The solutions of the differential equation $y'=\frac{x+y}{x-y}$, are given implicitly by the relation $$\ln x = \arctan\frac{y}{x}-\frac{1}{2}\ln(1+\frac{y^2}{x^2})+c,\enspace c\in\Bbb{R}.$$
I'm considering the existence and uniqueness of arbitrary initial value problem $y(x_0) = y_0$. Let's say we write the equation as $f(x,y)=0$. The function will be continuously differentiable in $\Bbb{R^2}$. Then by the implicit mapping theorem, if we have points $a\in A$, $b\in B$ such that $f(a,b)=0$ where $A,B$ are open sets. Then for each $x_0\in A$ there will be unique solution $y(x_0)\in B$, which is differentiable and therefore continuous. Am I missing some key insights here?
Does this help:
One additional thing remains to do. Take $y=vx$, where $v$ is constant. The ODE gives $$v=\frac{1+v}{1-v} \implies v^2=-1, so this gives no real solution.
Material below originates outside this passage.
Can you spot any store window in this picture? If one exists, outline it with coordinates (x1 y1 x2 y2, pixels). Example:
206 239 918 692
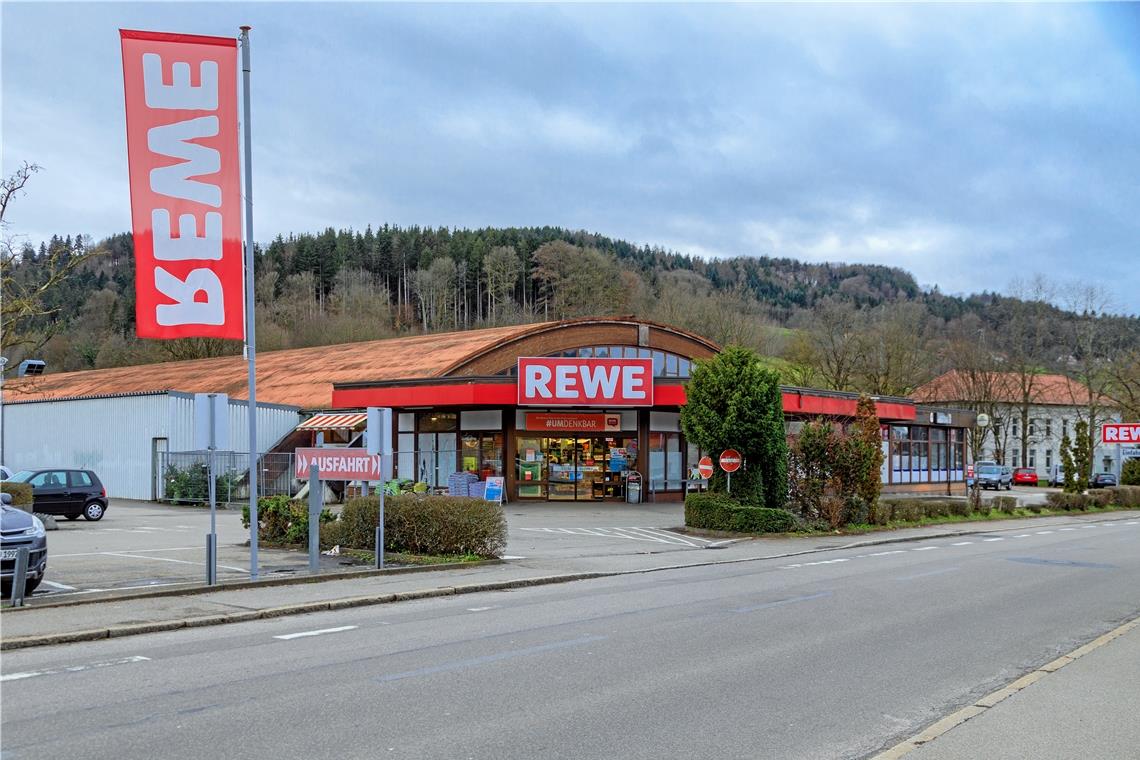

The general solution: Ley $y=v(x)x$, where $v(x)$ is non constant. then $y'=v+xv'$ then the ODE becomes $$v+xv'=\frac{1+v}{1-v}\implies xv'=\frac{1+v}{1-v}-v$$ $$\implies \int\frac{(1-v)dv}{1+v^2}=\int\frac{dx}{x}$$ $$\tan^{-1}v-\frac{1}{2}\ln (1+v^2)=\ln x +\ln C$$ $$\implies \tan^{-1}v=\ln Cx+\ln\sqrt{1+v^2}$$ $$\tan^{-1}(y/x)=D+\ln \sqrt{x^2+y^2}$$ which can be re written as $$\ln x=\tan^{-1}(y/x)-\frac{1}{2} \sqrt{1+y^2/x^2}+D$$